3. To make the suet crust base, put the self-raising flour, suet and a couple of pinches of salt into a bowl and use your fingers to mix together. Once the mixture resembles breadcrumbs, add roughly 150ml of ice cold water to bring it together until you have a soft dough. Cover with cling film and place in the fridge.
4. To make the rough puff top, put the plain flour and salt into a bowl and dice the butter. Rub together to mix but there should still be small lumps of butter. Pour in the cold water and mix to combine to a firm dough, do not over mix. Cover with cling film and place in the fridge. – can use bought pastry.
5. Remove the cooked pie filling from the oven after three hours and drain off 200ml of the gravy and put to one side. Allow the remaining cooked mixture to cool completely and then pick out the oxtail, pulling the meat off the bones to add back to the mix – not necessary if using diced beef.
6. Turn out the puff pastry onto a floured board and roll out into a square, there should be small streaks of butter running through the pastry, this is needed. Fold the right hand third half way into the middle and repeat with the remaining left hand side, roll out again and repeat the folding process. Cover with cling film and return to the fridge for half an hour – not needed if using ready made.
7. Dust a clean surface with flour and roll out the suet crust dough so it's about 1 cm thick. Line your pie dish, push and pat it in, letting a couple of centimetres hang over the edge. Place a pie 'chimney' into the centre of the pastry.
8. Press the now cool pie mixture into the lined pie dishes around the pie chimney. Roll out the rough puff pastry until about 1 cm thick and cut in half to make two lids.
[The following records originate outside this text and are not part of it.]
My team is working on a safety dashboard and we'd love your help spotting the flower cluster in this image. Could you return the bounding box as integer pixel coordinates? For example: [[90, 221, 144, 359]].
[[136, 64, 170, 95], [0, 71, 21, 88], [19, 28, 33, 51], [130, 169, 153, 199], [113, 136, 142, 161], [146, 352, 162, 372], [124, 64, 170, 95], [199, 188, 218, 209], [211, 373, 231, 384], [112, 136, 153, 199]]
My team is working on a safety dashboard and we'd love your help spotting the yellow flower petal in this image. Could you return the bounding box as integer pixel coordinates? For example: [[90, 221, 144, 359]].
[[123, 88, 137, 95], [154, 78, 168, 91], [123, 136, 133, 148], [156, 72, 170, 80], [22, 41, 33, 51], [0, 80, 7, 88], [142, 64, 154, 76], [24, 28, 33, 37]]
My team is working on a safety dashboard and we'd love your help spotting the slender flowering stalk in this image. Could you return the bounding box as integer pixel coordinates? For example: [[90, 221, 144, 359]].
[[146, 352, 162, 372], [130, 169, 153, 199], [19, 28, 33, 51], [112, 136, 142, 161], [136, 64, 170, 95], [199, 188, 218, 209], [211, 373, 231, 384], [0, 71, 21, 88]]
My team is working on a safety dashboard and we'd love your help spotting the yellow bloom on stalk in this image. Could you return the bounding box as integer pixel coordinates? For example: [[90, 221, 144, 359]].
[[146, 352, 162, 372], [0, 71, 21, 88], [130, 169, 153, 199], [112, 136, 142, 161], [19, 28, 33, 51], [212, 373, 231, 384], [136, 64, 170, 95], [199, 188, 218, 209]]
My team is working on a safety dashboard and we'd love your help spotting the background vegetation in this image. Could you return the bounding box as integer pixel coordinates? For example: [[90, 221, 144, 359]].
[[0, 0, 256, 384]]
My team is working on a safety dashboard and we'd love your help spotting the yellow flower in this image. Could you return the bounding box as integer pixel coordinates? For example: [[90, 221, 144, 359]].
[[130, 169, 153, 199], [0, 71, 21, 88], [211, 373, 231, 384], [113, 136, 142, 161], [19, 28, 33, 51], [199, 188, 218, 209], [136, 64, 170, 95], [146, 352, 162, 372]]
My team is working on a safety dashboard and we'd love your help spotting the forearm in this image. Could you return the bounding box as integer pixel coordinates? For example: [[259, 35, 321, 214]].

Egg wash the suet crust overhang and place one layer of puff pastry on top of the filling making a small hole to let the pie chimney through one.
9. Egg wash the pie top and trim the edges with a small knife to seal and cook for one hour at 180C.
10. When ready, carefully pull out the pie and allow it to sit for ten minutes before serving with some creamy mash, greens and the remaining gravy.